On Sunday, the joint US-British administration, known as the Coalition Provisional Authority, dismayed many Iraqis by scrapping plans for a national conference to elect an interim Iraqi government next month. Instead it will appoint a political council, fuelling fears of a prolonged occupation.
Mr Sawers said that the country’s political system was dominated by radical or ethnic groups without wide support and that elections would exacerbate this. “The political parties are not established on a national basis; there is no established media yet where ideas can be debated.
“If you have an open political process where the political parties and media are undeveloped, and the radicals detect that, you are vulnerable to exposing the moderates to pressures they are not able to deal with,” he said. The authority will appoint a 25 to 30-strong “political committee” within six weeks that will appoint interim ministers and set up commissions to deal with issues such as a new legal code. A “constitutional convention” will draft a constitution, leading to national elections in another year or more.
Mr Sawers acknowledged that the delays would add to Iraqi anger. “If we are blocked, pushed backwards, the impatience will grow. There is an instinctive resistance to the idea of occupation, but that is minor compared to the overwhelming support for getting rid of Saddam,” he said.
Mr Sawers, a former Ambassador to Egypt and Downing Street adviser, was speaking in an ante-chamber of Saddam’s Republican Palace, now the authority’s headquarters.
About 80 political parties are thought to have been set up since Saddam’s fall and Mr Sawers said that the situation had to bed down before real power could be transferred. “In the first year after Franco’s death in Spain, 200 parties formed and it took 18 months for them to settle down. I wouldn’t be surprised if the same happened here,” he said.
“If you had a picture of Saddam’s body, like you had a picture of Ceausescu (the Romanian dictator, who was executed), it would provide certainty,” he said. “It is a bit of a problem. That is why de-Baathification is so important, because if people feel their top leadership is not going to change, it plays to the fear that still exists that Baathists will be back.”
Another problem was the number of attacks by Baath party supporters on coalition forces — up from 30 in April to 85 in May, with a dozen US soldiers killed in the past week. “There is a clear threat against coalition forces.

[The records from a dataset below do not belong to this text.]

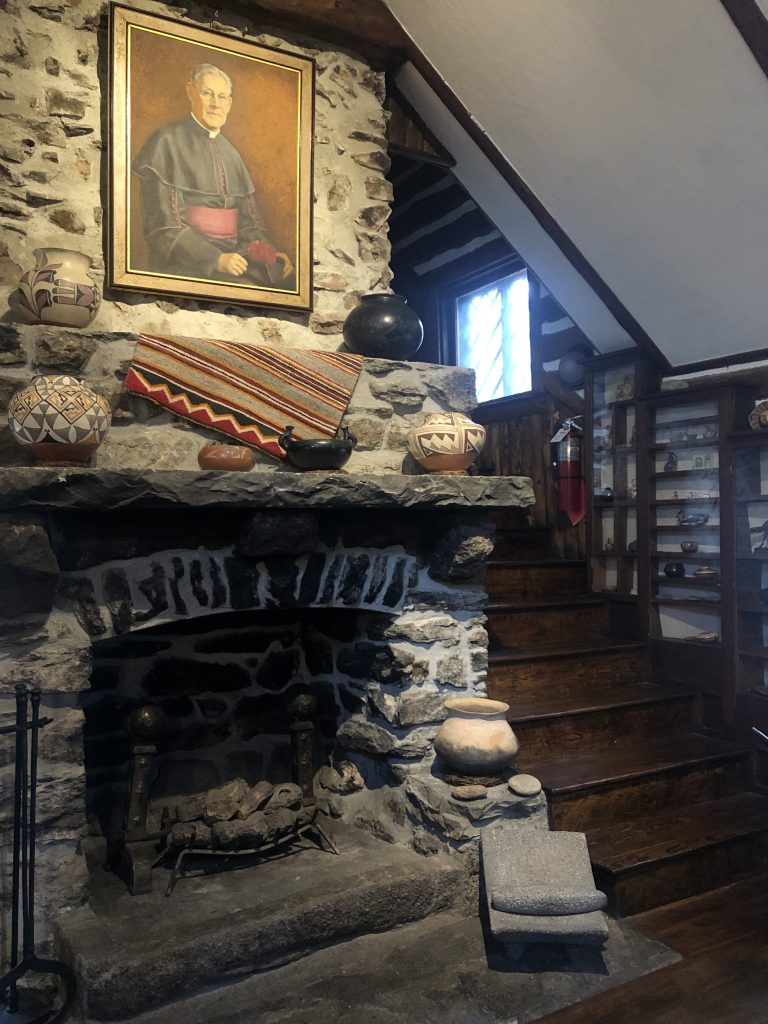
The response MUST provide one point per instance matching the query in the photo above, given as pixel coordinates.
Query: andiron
(27, 730)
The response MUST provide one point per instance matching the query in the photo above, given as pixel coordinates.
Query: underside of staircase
(668, 810)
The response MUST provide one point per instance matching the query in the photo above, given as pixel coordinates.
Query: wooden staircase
(667, 810)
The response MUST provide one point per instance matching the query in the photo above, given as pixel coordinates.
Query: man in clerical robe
(201, 216)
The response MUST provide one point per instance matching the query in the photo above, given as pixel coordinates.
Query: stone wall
(389, 397)
(395, 625)
(53, 171)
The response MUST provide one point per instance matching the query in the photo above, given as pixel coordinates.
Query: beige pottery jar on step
(476, 738)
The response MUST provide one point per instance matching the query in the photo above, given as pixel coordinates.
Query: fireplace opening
(243, 710)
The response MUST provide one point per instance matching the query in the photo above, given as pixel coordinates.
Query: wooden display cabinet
(690, 564)
(616, 484)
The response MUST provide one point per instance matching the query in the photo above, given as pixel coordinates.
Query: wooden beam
(562, 394)
(364, 26)
(535, 205)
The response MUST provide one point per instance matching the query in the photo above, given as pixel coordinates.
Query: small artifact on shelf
(59, 419)
(759, 416)
(763, 530)
(626, 389)
(692, 519)
(231, 457)
(57, 291)
(706, 572)
(445, 442)
(321, 453)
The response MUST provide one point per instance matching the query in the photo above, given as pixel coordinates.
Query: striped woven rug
(247, 391)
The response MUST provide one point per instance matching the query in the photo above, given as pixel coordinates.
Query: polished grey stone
(136, 952)
(442, 970)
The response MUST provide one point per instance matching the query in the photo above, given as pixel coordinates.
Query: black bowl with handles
(332, 453)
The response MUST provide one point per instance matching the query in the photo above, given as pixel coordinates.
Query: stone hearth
(380, 579)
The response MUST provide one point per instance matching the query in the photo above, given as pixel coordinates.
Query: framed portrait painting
(211, 165)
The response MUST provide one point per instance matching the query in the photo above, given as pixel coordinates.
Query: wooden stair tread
(627, 845)
(542, 603)
(573, 772)
(562, 648)
(545, 706)
(532, 563)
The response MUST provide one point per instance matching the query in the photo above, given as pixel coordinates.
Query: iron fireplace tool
(25, 799)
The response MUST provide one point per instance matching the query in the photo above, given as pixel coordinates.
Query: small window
(493, 333)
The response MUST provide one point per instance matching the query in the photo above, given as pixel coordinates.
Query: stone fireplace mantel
(127, 586)
(64, 489)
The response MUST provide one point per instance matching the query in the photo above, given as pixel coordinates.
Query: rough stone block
(461, 550)
(279, 534)
(30, 569)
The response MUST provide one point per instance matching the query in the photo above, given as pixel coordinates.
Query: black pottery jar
(383, 327)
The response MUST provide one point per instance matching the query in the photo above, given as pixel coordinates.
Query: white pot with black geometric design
(446, 442)
(59, 419)
(57, 291)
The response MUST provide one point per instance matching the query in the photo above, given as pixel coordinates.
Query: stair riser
(522, 544)
(592, 808)
(604, 729)
(577, 675)
(664, 882)
(528, 583)
(511, 628)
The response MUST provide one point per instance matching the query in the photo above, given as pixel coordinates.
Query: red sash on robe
(215, 222)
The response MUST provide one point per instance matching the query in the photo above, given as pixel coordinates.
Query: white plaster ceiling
(642, 126)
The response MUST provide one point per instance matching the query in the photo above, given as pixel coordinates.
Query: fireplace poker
(23, 886)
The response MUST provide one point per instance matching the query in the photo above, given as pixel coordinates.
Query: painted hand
(287, 264)
(231, 263)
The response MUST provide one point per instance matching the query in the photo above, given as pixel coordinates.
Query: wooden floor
(722, 979)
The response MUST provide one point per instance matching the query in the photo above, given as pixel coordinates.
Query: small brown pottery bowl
(237, 457)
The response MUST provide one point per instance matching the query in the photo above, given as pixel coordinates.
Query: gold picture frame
(210, 165)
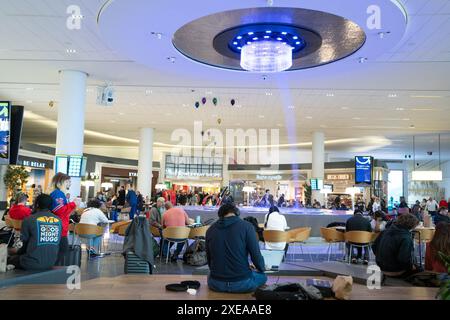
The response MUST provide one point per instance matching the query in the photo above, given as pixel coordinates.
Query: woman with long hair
(440, 243)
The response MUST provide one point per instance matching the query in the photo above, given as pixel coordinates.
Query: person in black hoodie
(229, 242)
(394, 247)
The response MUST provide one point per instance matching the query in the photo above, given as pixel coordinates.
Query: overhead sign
(270, 177)
(363, 170)
(5, 132)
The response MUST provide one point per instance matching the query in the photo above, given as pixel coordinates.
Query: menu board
(74, 166)
(5, 132)
(363, 170)
(316, 184)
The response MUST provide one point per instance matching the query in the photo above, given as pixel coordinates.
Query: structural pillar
(71, 110)
(318, 163)
(145, 165)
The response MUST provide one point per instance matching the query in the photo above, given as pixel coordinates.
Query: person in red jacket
(63, 209)
(19, 210)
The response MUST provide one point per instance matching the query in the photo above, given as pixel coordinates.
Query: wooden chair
(332, 237)
(88, 231)
(199, 232)
(359, 239)
(422, 236)
(175, 235)
(299, 236)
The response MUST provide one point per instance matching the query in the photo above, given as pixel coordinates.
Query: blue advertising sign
(363, 170)
(5, 131)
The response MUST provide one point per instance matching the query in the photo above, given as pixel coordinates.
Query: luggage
(72, 256)
(134, 264)
(288, 291)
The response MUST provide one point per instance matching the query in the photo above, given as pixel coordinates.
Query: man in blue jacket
(229, 242)
(132, 201)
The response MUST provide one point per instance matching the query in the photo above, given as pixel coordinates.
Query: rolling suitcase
(72, 256)
(134, 264)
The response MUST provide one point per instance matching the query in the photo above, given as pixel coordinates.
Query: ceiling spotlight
(362, 59)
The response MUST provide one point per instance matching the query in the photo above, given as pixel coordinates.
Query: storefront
(196, 174)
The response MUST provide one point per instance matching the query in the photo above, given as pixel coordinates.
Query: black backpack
(288, 291)
(195, 254)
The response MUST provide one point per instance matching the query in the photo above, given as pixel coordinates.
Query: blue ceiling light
(266, 48)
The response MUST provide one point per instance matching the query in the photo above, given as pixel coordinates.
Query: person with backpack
(41, 235)
(229, 243)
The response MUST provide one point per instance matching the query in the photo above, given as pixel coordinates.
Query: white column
(318, 162)
(145, 165)
(71, 110)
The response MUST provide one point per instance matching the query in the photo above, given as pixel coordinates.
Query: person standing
(432, 207)
(63, 209)
(131, 199)
(121, 197)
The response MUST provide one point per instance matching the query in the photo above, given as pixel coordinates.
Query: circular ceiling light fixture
(266, 56)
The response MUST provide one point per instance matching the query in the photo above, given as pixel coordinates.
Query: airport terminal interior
(220, 150)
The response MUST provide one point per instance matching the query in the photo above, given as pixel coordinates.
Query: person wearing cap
(229, 242)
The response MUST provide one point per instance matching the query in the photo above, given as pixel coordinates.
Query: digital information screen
(316, 184)
(74, 166)
(363, 170)
(5, 131)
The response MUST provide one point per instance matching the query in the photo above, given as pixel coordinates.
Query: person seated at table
(394, 248)
(378, 222)
(174, 217)
(358, 223)
(275, 221)
(229, 243)
(19, 210)
(41, 236)
(440, 243)
(156, 213)
(94, 216)
(441, 216)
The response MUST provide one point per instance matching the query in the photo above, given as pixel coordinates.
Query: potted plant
(444, 291)
(14, 178)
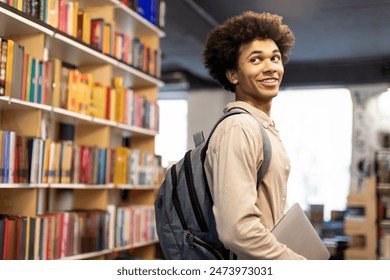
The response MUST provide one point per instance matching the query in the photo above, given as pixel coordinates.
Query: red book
(97, 33)
(9, 239)
(24, 75)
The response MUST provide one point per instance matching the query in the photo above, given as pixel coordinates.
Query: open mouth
(269, 81)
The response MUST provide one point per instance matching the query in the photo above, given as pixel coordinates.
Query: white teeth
(269, 81)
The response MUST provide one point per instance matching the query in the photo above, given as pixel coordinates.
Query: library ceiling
(336, 40)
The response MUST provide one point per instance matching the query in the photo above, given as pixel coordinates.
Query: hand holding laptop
(296, 231)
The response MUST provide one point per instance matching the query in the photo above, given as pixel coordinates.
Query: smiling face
(259, 73)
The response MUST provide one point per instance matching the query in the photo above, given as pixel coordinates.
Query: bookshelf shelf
(70, 49)
(81, 186)
(21, 25)
(136, 187)
(88, 255)
(140, 24)
(137, 245)
(9, 103)
(66, 131)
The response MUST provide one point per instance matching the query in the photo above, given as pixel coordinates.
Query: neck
(262, 106)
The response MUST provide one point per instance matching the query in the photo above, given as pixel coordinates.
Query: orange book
(52, 8)
(72, 98)
(9, 239)
(84, 93)
(24, 75)
(9, 66)
(99, 95)
(84, 27)
(56, 98)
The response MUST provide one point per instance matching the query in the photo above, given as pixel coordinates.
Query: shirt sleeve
(232, 159)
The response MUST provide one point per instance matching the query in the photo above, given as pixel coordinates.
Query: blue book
(148, 10)
(6, 156)
(39, 78)
(33, 80)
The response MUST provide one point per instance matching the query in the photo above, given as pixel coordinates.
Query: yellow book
(1, 154)
(112, 104)
(9, 67)
(27, 245)
(37, 242)
(120, 164)
(74, 18)
(19, 5)
(119, 100)
(56, 99)
(84, 89)
(86, 28)
(98, 104)
(72, 98)
(52, 10)
(107, 38)
(46, 161)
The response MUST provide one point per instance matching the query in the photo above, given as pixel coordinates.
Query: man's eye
(277, 58)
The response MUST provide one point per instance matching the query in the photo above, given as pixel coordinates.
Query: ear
(232, 76)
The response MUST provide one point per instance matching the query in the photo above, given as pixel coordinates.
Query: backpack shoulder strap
(267, 148)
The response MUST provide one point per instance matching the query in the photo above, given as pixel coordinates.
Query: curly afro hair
(224, 41)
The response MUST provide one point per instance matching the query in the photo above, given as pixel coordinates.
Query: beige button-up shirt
(245, 216)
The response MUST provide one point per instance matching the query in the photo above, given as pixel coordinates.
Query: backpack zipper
(192, 192)
(175, 198)
(193, 240)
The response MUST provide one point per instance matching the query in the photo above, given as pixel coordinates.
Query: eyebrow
(260, 52)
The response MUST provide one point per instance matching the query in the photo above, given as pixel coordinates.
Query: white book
(12, 143)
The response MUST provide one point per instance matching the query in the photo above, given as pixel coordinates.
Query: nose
(269, 66)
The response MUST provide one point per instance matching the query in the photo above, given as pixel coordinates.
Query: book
(84, 27)
(9, 66)
(9, 239)
(17, 71)
(97, 33)
(24, 76)
(2, 233)
(52, 7)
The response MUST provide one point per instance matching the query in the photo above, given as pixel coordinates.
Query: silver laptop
(296, 231)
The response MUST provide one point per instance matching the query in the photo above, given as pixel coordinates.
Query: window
(171, 142)
(316, 129)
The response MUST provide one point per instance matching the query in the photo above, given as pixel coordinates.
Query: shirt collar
(264, 119)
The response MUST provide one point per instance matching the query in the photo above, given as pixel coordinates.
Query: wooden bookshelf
(362, 228)
(42, 120)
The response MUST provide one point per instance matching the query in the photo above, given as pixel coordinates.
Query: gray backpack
(183, 207)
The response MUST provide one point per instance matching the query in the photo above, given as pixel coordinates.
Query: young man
(246, 55)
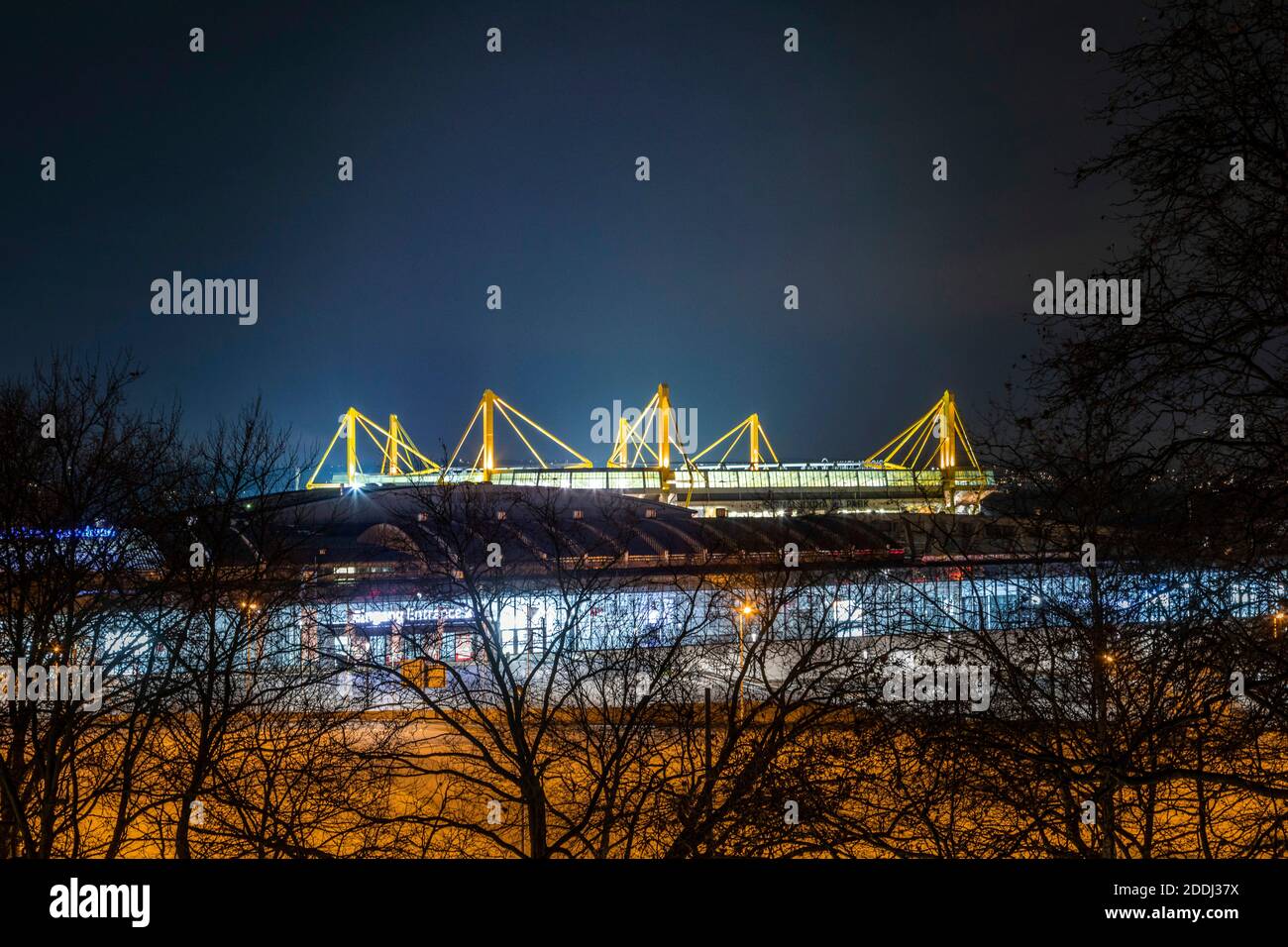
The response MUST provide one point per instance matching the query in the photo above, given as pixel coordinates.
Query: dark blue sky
(518, 169)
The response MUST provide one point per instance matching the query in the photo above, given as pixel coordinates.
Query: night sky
(518, 169)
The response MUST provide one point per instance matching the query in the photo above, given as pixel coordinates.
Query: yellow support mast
(755, 436)
(485, 460)
(657, 414)
(909, 450)
(398, 454)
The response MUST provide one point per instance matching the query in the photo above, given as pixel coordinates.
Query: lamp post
(743, 612)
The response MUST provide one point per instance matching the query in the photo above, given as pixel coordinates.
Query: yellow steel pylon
(939, 424)
(755, 434)
(632, 440)
(485, 459)
(398, 455)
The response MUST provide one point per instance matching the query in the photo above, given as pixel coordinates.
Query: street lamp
(743, 613)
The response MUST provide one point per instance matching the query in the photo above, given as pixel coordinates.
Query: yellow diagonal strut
(397, 451)
(485, 462)
(940, 425)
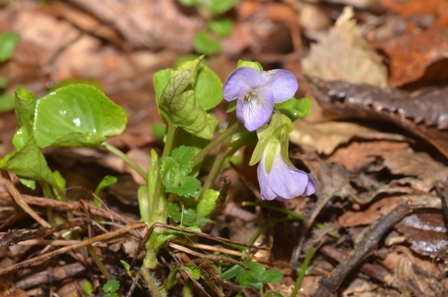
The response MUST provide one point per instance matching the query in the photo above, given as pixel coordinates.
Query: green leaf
(207, 204)
(179, 107)
(25, 105)
(232, 272)
(185, 216)
(271, 276)
(160, 80)
(87, 288)
(174, 172)
(245, 63)
(6, 101)
(220, 6)
(205, 42)
(8, 43)
(194, 270)
(295, 109)
(111, 286)
(222, 27)
(21, 137)
(208, 88)
(61, 182)
(188, 2)
(28, 183)
(108, 180)
(181, 185)
(159, 131)
(126, 266)
(29, 163)
(77, 115)
(250, 278)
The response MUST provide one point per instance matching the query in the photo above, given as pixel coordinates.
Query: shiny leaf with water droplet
(77, 115)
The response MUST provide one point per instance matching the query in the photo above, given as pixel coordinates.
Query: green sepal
(207, 204)
(294, 108)
(245, 63)
(108, 180)
(174, 172)
(277, 133)
(8, 44)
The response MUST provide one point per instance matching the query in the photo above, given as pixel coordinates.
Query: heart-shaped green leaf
(77, 115)
(29, 163)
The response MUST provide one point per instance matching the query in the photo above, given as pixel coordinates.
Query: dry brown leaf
(415, 164)
(425, 13)
(323, 137)
(427, 234)
(350, 58)
(411, 54)
(359, 154)
(373, 213)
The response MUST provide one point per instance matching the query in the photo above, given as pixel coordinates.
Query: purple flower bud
(283, 181)
(257, 92)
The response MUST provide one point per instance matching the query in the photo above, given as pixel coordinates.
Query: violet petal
(282, 83)
(255, 112)
(240, 82)
(286, 181)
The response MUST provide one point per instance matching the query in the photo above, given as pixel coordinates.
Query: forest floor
(375, 142)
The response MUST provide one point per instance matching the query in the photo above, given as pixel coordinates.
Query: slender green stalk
(217, 165)
(125, 158)
(156, 289)
(169, 141)
(158, 201)
(217, 141)
(302, 272)
(291, 213)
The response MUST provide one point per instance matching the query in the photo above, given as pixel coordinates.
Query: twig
(20, 201)
(63, 250)
(70, 206)
(365, 248)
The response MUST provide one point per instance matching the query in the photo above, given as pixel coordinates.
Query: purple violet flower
(257, 92)
(283, 181)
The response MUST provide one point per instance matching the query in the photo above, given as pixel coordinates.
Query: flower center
(248, 97)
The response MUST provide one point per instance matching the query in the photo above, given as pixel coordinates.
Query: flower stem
(218, 140)
(125, 158)
(169, 141)
(224, 139)
(302, 272)
(158, 202)
(293, 214)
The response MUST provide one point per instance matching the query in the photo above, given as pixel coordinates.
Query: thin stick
(63, 250)
(19, 200)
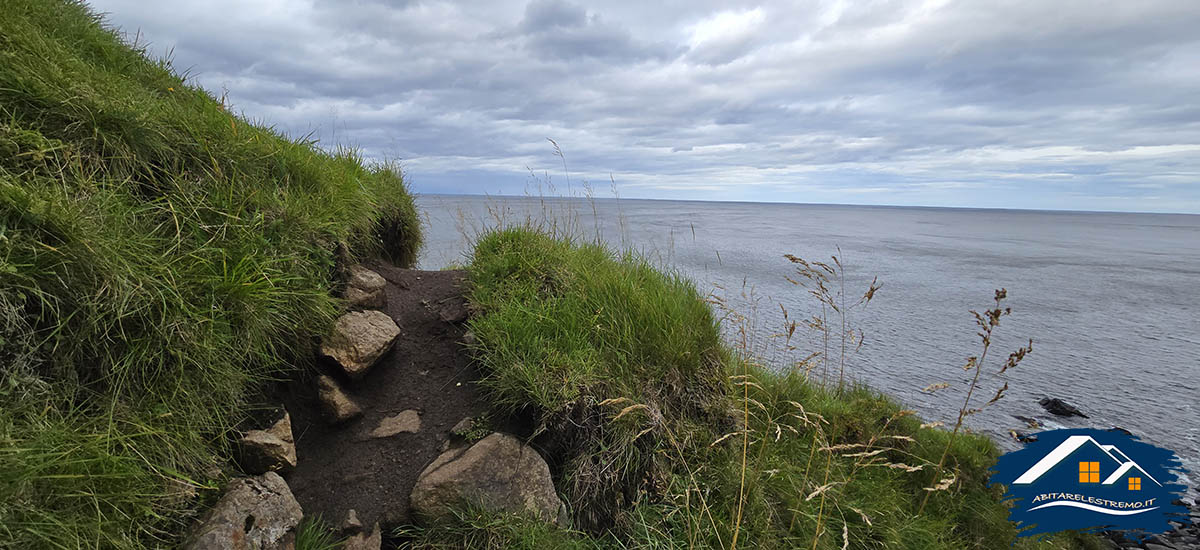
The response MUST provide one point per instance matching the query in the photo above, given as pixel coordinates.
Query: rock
(269, 450)
(365, 288)
(1060, 407)
(1029, 420)
(463, 426)
(407, 422)
(255, 513)
(454, 311)
(351, 525)
(498, 473)
(1021, 436)
(336, 402)
(359, 340)
(365, 542)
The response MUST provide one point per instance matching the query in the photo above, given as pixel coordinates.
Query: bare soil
(429, 370)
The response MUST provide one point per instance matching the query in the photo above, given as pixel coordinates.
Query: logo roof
(1068, 447)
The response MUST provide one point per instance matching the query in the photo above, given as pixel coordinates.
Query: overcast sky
(1050, 105)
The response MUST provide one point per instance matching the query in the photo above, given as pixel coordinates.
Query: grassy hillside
(660, 436)
(159, 255)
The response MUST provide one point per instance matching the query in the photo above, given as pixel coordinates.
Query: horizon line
(814, 204)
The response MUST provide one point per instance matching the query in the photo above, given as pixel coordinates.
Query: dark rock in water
(1024, 437)
(1060, 407)
(1029, 420)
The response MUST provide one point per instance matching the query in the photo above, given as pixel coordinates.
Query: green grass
(159, 257)
(641, 410)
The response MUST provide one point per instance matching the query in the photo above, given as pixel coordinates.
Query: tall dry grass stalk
(827, 284)
(987, 322)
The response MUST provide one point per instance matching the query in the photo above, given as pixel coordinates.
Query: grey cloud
(939, 106)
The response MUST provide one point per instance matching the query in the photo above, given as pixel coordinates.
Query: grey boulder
(269, 450)
(257, 513)
(499, 473)
(359, 340)
(365, 288)
(372, 540)
(335, 401)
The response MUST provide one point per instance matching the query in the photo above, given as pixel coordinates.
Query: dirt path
(427, 370)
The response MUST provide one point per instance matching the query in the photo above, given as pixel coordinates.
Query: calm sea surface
(1109, 299)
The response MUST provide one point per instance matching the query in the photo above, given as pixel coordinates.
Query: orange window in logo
(1089, 472)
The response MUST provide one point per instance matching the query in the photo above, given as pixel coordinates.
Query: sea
(1109, 299)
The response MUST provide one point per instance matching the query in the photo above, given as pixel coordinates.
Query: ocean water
(1109, 299)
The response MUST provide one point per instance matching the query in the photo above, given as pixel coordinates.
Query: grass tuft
(661, 436)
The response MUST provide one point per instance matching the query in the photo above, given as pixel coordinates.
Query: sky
(1042, 105)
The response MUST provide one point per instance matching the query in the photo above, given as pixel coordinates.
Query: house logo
(1091, 479)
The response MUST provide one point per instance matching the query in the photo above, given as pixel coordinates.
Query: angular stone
(454, 311)
(269, 450)
(498, 473)
(365, 288)
(359, 340)
(463, 426)
(407, 422)
(372, 540)
(335, 401)
(255, 513)
(351, 525)
(366, 280)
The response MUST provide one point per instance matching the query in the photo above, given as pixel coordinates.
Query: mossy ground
(159, 257)
(661, 436)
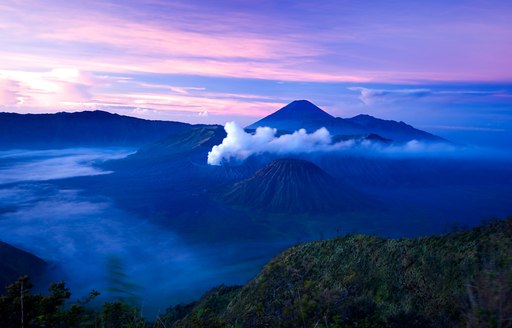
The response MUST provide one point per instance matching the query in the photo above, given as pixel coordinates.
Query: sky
(442, 66)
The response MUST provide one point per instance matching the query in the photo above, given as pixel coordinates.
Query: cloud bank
(240, 145)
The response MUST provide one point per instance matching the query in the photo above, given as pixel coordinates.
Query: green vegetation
(459, 279)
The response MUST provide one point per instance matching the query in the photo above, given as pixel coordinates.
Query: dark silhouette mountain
(293, 186)
(303, 114)
(452, 280)
(15, 263)
(89, 128)
(297, 114)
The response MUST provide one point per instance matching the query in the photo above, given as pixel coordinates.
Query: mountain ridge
(78, 129)
(302, 114)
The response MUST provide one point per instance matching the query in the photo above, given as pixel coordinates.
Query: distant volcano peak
(298, 113)
(303, 107)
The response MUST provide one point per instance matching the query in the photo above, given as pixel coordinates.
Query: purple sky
(441, 65)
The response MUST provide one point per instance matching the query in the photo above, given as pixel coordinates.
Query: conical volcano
(296, 115)
(293, 186)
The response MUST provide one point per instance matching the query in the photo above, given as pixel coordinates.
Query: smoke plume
(239, 145)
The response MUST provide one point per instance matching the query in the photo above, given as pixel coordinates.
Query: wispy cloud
(369, 96)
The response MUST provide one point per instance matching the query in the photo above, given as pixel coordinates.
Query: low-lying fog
(83, 236)
(94, 243)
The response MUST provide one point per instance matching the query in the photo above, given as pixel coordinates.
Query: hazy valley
(198, 205)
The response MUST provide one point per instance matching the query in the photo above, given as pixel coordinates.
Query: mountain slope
(297, 114)
(89, 128)
(15, 263)
(292, 186)
(453, 280)
(303, 114)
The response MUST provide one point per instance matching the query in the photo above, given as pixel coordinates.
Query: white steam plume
(239, 145)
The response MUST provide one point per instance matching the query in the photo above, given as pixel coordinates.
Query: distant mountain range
(303, 114)
(81, 129)
(102, 129)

The sense I get is that we’re seeing the remnants of small elements of the Baathist regime following a plan that was thought out beforehand about what to do if the regime collapses. I don’t think it is being directed from the centre by Saddam.”
Iraq’s infrastructure is dilapidated after three wars, 12 years of sanctions and 35 years of underinvestment. But, Mr Sawers said, the coalition had underestimated the extent to which certain attitudes would hold back reconstruction. The country had been “centrally run to a level that is almost unprecedented . . . Trying to make it function again and restore personal initiative means undoing 25 years of instinct inculcated by the regime.”
He cited ministries whose staff had shown minimal initiative in restoring services, failing even to clean up their own looted offices. “There was an unrealistic expectation that officials would return and get going again, but it hasn’t worked out that way. They’ve needed a high degree of leadership. You’re seeing the effect of decades of oppression which we underestimated.”
The psychological effect of oppression was even worse than that in Eastern Europe under communism, he said.
Mr Sawers, de facto deputy leader of 25 million people, said that physical and political reconstruction of a country had not been required on such a scale since the aftermath of the Second World War.
When he met Mr Blair in Basra last week, he told him that elements of the Iranian regime were trying to influence developments in Iraq. Few Iraqis want a theocracy, he says. He is confident that the country can become a freer society.